Adding durability for ClojureScript by logseq-cldwalker · Pull Request #14 · tonsky/persistent-sorted-set

logseq-cldwalker · 2023-12-14T15:26:11Z

Hi @tonsky. Thanks for this handy library! This is a conversational PR to see if you'd be interested in our ClojureScript durability that @tiensonqin added as part of our datascript.storage cljs implementation. We are using this forked datascript in our product's feature branch and it is working well for our needs. The existing cljs tests on this repo are passing as our the relevant upstream datascript.storage cljs tests. I'm aware there's some minor whitespace and commenting that needs to be cleaned up here as well as cljs storage tests that need to be ported. I could help with those but for any design questions I'd defer to @tiensonqin. Would you be interested in a contribution like this?

fix unit tests

Also remove unnecessary changes to project.clj and .gitignore

tonsky · 2023-12-16T19:37:36Z

Yes! I initially skipped CLJS implementation because I thought localStorage is too small to be useful, and IndexedDB is async. What are you guys using for storage?
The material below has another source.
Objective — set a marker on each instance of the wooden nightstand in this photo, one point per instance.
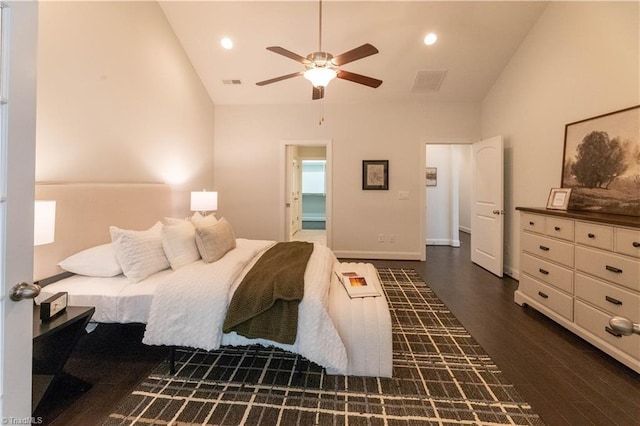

logseq-cldwalker · 2023-12-18T16:39:14Z

Cool. We're using SQLite via OPFS. From the OPFS approaches that SQLite offers we chose the OPFS pool approach because it offers a sync handle. The async approach proved too difficult and we're unsure if it's doable

tonsky · 2023-12-19T16:22:33Z

Please let me know when it’s ready for review

logseq-cldwalker · 2023-12-19T22:15:53Z

Sure. This is ready for review

logseq-cldwalker · 2023-12-21T14:38:33Z

@tonsky Sorry. There was actually still another bug with deletion. Since I'm going to be away on holiday vacation, I'm putting this back until draft until I get back the first week of next year. Any low-effort feedback would be welcome. Cheers

tonsky · 2023-12-21T16:50:26Z

Sure. Will give it a look

tonsky

Overall looks great, but I have couple of notes

src-clojure/me/tonsky/persistent_sorted_set.cljs

tonsky · 2023-12-27T20:32:08Z

src-clojure/me/tonsky/persistent_sorted_set/protocol.cljs

+(defprotocol IStorage
+  (restore [this address])
+  (accessed [this address])
+  (store [this node address])


I’m not sure what address here does? Clojure version only takes node and storage chooses and returns address, so that it can be compatible with e.g. auto-increment. I think we should keep it consistent between versions

The main idea here is to reuse the existing address to reduce the storage usage and get rid of gc if possible.
We observed 0.1MB increases for db.sqlite when editing one block in Logseq.

I agree that we should keep it consistent between versions, maybe someone can implement the same idea with the Clojure version, or I can remove both address and _dirty.

Wait, you can’t reuse addresses though? Because user can keep a reference to an old version of database that is referencing the old version of the block? If you rewrite it the old db ref will stop working?

There’s actually a whole deal about it in Java version, you kind of need to know all alive references to run GC and not break any of them. That was the initial promise of Datomic and Datascript — dbs are immutable, if you keep a reference to them they’ll keep working

I'm sorry for not getting back to you sooner.
What I did is to keep using any existing address instead of generating a new address for each branch node and leaf, it seems that the Clojure version of Datascript has to remove all the unused addresses during GC here, those unused addresses increases the storage usage unless they're garbage collected. We aim to delete unused addresses immediately instead of delaying to GC to reduce the storage overhead.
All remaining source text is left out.